A Promised Land by Barack Obama

(en.wikipedia.org)

I have missed Barack Obama’s intelligence, eloquence, and grace these past four years.  I pre-ordered his memoir, A Promised Land, and it arrived the day it was published.  I’ve often thought that political memoirs are informative, but dry, with ultimately mind-numbing detail.  That is not this book.  Obama is an engaging and agile writer.  He captures the feel of a room, notes a telling detail or two about the scene or an individual, and doesn’t stint on his own gaffes and faults.  

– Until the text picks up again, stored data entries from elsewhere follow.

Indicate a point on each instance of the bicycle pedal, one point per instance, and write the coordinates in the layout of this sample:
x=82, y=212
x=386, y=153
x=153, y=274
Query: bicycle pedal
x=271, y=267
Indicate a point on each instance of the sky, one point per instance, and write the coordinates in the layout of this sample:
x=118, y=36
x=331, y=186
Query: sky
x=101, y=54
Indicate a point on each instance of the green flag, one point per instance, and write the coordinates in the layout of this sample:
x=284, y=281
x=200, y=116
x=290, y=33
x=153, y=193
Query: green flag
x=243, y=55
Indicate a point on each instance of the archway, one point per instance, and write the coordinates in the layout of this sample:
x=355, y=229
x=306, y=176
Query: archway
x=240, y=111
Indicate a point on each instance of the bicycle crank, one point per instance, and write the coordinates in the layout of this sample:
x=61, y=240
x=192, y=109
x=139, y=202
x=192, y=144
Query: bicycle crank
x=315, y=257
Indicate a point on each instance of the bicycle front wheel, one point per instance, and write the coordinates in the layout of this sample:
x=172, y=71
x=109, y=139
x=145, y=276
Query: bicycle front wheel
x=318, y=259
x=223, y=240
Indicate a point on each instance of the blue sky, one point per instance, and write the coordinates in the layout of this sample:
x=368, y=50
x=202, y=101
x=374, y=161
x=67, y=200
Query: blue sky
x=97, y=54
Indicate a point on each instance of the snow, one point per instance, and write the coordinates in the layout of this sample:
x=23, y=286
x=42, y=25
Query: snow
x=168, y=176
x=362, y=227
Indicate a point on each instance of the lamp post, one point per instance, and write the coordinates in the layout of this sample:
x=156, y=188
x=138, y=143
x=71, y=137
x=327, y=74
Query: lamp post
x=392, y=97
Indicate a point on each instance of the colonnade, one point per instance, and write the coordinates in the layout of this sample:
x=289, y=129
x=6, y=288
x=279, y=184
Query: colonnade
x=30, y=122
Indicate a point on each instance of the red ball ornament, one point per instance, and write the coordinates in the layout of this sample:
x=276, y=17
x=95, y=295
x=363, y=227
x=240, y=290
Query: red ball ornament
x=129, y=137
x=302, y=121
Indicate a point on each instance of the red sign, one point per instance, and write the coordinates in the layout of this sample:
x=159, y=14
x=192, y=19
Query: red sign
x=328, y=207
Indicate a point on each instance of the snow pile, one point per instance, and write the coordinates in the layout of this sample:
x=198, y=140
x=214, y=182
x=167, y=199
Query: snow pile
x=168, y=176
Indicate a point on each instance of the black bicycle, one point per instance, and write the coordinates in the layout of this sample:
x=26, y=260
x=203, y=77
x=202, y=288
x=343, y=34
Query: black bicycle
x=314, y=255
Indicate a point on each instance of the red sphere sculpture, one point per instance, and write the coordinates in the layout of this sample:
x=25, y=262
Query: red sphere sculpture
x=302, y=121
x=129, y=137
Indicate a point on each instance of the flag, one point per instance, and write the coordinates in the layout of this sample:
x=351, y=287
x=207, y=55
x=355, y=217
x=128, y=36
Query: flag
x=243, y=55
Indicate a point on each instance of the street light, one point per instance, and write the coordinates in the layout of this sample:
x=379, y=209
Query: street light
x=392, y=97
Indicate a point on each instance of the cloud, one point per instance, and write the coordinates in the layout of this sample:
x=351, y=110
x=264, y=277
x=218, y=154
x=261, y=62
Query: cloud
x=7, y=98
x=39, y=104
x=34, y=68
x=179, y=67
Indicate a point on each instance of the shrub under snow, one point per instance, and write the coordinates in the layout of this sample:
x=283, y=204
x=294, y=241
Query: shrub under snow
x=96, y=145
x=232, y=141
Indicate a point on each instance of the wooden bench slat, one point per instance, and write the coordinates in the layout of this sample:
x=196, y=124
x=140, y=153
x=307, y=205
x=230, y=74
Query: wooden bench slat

I am now about 250 pages into this six-hundred-page tome and finding it highly readable and a fascinating review of recent history.  Obama is also compassionate and concerned about his family and those with whom he works in the government.  It is a refreshing and most welcome change!  (~JWFarrington)

VIEWING FOOTNOTE

Politics in Sweden
Unhappy family (pro-test.nl)

This week I finished the third and last series of The Restaurant.  I found this season especially powerful for its depiction of the radical fringe movement of the 1960’s, the protests against the war in Vietnam, the expanding role of women in government, and the lessening of prejudice against gays and lesbians.  Yes, it’s fiction.  The three siblings, Gustaf, Peter, and Nina, continue to war with each other and have more than their reasonable share of crises.  And perhaps the ending is too neat, but it’s a very good series and a great way to forget about Covid.  You’ll even learn a little Swedish along the way, the words for thank you and hello, if nothing else.

Note: Header photo of reflections in a pond ©JWFarrington (some rights reserved).